Since the closure of the GLOBEC program, the GLOBEC International Project Office (IPO) has been collating and documenting the outputs of the program, preparing three complete sets of GLOBEC publications as well as bound copies of the minutes from the Scientific Steering Committee meetings. One reason for choosing three separate library locations is to assure the preservation of the marine and oceanographic information, since global disasters are capable of wiping out libraries at marine laboratories situated in highly vulnerable areas near the ocean.

For close to 125 years, the MBLWHOI Library has been the intellectual heart of the Woods Hole scientific community. Today the Library is internationally recognized as defining current trends and practices in marine information sciences, data publication, and science informatics.

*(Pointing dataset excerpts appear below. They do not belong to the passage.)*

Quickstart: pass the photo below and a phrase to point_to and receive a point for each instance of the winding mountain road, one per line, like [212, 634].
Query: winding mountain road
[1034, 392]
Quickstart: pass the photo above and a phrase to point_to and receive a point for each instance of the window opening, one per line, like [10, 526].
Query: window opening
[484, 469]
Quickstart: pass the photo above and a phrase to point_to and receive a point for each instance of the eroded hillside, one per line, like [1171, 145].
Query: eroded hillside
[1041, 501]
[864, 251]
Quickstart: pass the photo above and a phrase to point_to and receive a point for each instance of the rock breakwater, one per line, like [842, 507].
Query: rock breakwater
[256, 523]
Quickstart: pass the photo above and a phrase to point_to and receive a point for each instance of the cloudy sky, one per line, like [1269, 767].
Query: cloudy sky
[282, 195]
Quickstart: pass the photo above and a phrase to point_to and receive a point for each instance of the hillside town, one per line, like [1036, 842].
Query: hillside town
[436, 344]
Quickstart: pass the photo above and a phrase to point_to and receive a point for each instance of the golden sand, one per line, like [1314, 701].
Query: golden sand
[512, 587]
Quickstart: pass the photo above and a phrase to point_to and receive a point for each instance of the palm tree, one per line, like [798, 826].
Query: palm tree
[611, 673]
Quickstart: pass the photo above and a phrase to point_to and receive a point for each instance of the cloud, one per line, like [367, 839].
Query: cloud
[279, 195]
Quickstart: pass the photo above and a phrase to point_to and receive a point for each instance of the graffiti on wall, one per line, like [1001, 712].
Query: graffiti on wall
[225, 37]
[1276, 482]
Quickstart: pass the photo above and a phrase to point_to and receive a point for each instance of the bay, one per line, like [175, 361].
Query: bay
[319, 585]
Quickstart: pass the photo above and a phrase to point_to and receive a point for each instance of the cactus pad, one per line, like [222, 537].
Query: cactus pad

DLA historical oceanographic materials and data include:

* WHOI Archives * Historical photographs and oceanographic instruments * Scientific data, including underwater imaging from the Alvin submarine, navigational data, seismic profiling, and echo sounding records from WHOI research vessel expeditions * Technical report collections including WHOI Technical Reports, memoranda, and MIT/WHOI Joint program theses. The DLA also collects marine science related technical reports produced by other government agencies and research institutions (such as MIT and Scripps Institution of Oceanography), as well as the WHOI Oral History Project * Maps, nautical charts, geologic and bathymetric maps, and cruise tracks

The Woods Hole Oceanographic Institution is a private, independent organization in Falmouth, Mass., dedicated to marine research, engineering, and higher education. Established in 1930 on a recommendation from the National Academy of Sciences, its primary mission is to understand the ocean and its interaction with the Earth as a whole, and to communicate a basic understanding of the ocean's role in the changing global environment.